【第15課】モラルジレンマ

スピーチと弁論

 第15回目、最後のディベートの授業です。
 最後ということで今日はとびっきり難しいテーマを用意しました。
 その内容がこちらです。

 ジュリエッタの兄は,大地震の後5日目に,ビルの地下から救出される。
 もともと持病のあった兄は衰弱しきっていたが,病院は治療を待つ人にあふれ,治療を受けることができない。
 1ヶ月後,ジュリエッタは容体が悪化した兄を病院に運び,何百人もの長蛇の列をつくっている人々をすり抜け,とっさに嘘をつく。
 「兄は35日ぶりに今日,がれきの下から救われたのです。どうかお助けください」
 ジュリエッタの訴えを聞いた医者はこの奇跡に驚き,誰よりも先に兄の治療に取りかかった。
 おかげで兄の容体は快復し,「奇跡の生還」としてニュースになるが,ジュリエッタは病院から姿を消し,行方不明になる。

 出典はこちらの論文です。
 生徒が主体的に「考え,議論する」道徳科の実践的研究 ~モラルジレンマ授業を通して~

 テーマはずばり「ジュリエッタ(弟)の行動に賛成か、反対か
 自分の道徳観に照らして分かれてもらいました。

 20名いたのですが、反対は6名しかいませんでした。
 今回の討論では白熱の度合いがまた違い、内容が内容なのでいつもより真剣に取り組む様子がよく見えました。
 価値観の違いから意見が正面衝突し、今までのディベートとは異なるタイプの反論が飛び交います。
 本来討論とはこういうテーマでやるべきなんだなと感じました。

 
 ではそれぞれの意見を紹介します。

 【弟の行動に賛成派】
 ・この世は公平・公正ではない。
 ・チャンスがあれば、それを使うべきだ。
 ・誰を救うかは医者の自由であり、医者によって選ばれる。
 ・家族の愛だから当然だ。
 ・治療するかどうかは医者の判断だから、今回の弟の行動は関係ない。
 ・自分の弟や家族が死ぬことは誰にとっても望ましいことではない。
 ・両親と他人、普通どちらを助けるのか。
 ・法律上家族を助ける義務がある。
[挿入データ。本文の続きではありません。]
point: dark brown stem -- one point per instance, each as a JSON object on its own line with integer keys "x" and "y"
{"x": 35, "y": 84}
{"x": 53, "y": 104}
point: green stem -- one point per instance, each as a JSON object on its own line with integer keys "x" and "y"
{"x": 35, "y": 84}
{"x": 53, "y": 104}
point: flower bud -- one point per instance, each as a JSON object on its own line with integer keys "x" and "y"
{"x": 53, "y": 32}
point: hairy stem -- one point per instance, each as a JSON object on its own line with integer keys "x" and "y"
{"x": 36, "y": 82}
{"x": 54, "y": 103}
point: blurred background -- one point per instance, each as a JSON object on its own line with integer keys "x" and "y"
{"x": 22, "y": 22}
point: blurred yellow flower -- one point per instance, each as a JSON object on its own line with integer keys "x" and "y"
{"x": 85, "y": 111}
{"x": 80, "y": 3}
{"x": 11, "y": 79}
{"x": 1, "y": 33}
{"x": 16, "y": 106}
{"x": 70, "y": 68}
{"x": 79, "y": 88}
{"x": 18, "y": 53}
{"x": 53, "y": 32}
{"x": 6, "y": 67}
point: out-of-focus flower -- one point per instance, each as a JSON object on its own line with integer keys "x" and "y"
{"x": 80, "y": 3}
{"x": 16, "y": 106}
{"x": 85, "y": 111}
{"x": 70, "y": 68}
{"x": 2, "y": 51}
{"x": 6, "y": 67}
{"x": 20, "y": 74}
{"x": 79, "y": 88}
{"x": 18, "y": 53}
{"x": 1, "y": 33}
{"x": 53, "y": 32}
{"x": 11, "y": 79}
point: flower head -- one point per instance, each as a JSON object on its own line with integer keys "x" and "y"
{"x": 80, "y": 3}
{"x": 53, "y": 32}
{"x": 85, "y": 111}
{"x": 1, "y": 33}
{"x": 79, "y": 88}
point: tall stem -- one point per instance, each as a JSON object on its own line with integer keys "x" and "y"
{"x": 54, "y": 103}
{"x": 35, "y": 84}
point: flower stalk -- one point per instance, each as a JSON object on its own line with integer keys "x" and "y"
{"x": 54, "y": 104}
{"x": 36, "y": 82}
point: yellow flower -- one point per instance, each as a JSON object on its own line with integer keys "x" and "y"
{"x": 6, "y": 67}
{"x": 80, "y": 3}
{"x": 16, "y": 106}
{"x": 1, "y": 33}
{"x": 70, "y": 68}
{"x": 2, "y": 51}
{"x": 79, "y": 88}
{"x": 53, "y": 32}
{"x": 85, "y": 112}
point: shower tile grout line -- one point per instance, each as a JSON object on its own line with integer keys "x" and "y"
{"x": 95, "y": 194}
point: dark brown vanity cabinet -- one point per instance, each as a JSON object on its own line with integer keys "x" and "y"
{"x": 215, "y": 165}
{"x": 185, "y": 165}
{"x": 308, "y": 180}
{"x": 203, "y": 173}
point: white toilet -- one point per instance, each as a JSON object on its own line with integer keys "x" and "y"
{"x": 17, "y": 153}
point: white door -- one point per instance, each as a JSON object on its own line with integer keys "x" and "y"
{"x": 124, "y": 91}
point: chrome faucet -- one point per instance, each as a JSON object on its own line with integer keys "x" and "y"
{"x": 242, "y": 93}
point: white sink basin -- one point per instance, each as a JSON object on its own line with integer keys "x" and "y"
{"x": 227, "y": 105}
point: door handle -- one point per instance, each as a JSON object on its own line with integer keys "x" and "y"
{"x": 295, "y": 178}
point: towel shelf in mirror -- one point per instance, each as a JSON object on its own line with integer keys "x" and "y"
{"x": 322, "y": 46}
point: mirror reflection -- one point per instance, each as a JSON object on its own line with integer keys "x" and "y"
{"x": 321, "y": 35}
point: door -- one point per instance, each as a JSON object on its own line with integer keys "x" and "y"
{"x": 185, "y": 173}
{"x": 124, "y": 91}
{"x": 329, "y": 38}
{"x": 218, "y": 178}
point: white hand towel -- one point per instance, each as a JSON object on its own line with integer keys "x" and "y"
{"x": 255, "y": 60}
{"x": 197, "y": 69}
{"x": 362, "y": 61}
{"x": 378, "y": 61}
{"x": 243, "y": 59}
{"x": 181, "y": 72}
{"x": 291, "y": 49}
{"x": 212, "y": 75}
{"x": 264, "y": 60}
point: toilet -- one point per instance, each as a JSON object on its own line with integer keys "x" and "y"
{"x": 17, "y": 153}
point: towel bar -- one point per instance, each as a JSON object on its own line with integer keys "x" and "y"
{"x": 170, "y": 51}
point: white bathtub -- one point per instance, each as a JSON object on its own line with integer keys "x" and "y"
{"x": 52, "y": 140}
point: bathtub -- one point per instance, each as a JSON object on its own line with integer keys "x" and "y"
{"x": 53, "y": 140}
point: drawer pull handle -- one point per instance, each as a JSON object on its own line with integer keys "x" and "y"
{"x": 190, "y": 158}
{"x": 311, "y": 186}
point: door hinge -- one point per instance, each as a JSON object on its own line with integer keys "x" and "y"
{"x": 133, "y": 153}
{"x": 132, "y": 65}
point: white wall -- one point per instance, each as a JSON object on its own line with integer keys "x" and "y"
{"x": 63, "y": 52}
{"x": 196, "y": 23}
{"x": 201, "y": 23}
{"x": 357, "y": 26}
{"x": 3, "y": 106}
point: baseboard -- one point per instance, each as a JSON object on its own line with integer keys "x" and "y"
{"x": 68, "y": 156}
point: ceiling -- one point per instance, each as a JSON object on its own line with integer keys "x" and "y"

(?)
 ・家族の命の前に理性など存在しない。
 ・他人と家族は一切関係がなく、チャンスというものは勝ち取るものである。
 ・集団の利益より個人の利益。
 ・命は誰しも1つしかない。
 ・中国では権力のある人が強く、例えばそういう人は病院でも並ぶ必要はなくなる。
 ・弟の発言は、それは権利であり権力である。

 【反対派】
 ・生命は公正でなければならない。
 ・他人が嫌だと思うことをしてはいけない。
 ・他人が嘘をついたことによって自分の家族が助けられなかったとき、あなたはどう思うのか。
 ・一人利己的な人がいるだけで秩序は崩壊し、皆利己的になってしまう。
 ・弟が死ぬことは当然嫌だが、社会にはルールがあり、それは誰しも守らなければならない。
 ・弟の行為は他人の命を犠牲にしている。
 ・多数の最大幸福こそ、法律・道徳の基礎である。
 ・このようなことをしたら、兄は今後生きていく中で恥ずかしいと思うかもしれない。
 ・人々は弟の行動を決して褒めない。
 ・お兄さんの考え方を尊重するべき。

 
 この問題はモラルジレンマと呼ばれているようです。
 その人の道徳観を問いますので、もともと正解というものは存在しません。
 最後に持ってきたテーマとしてはかなり良かったと思います。

 また、学生達も最後ということで気合入れて頑張ってくれました。
 来年の授業にも期待です。ありがとうございました。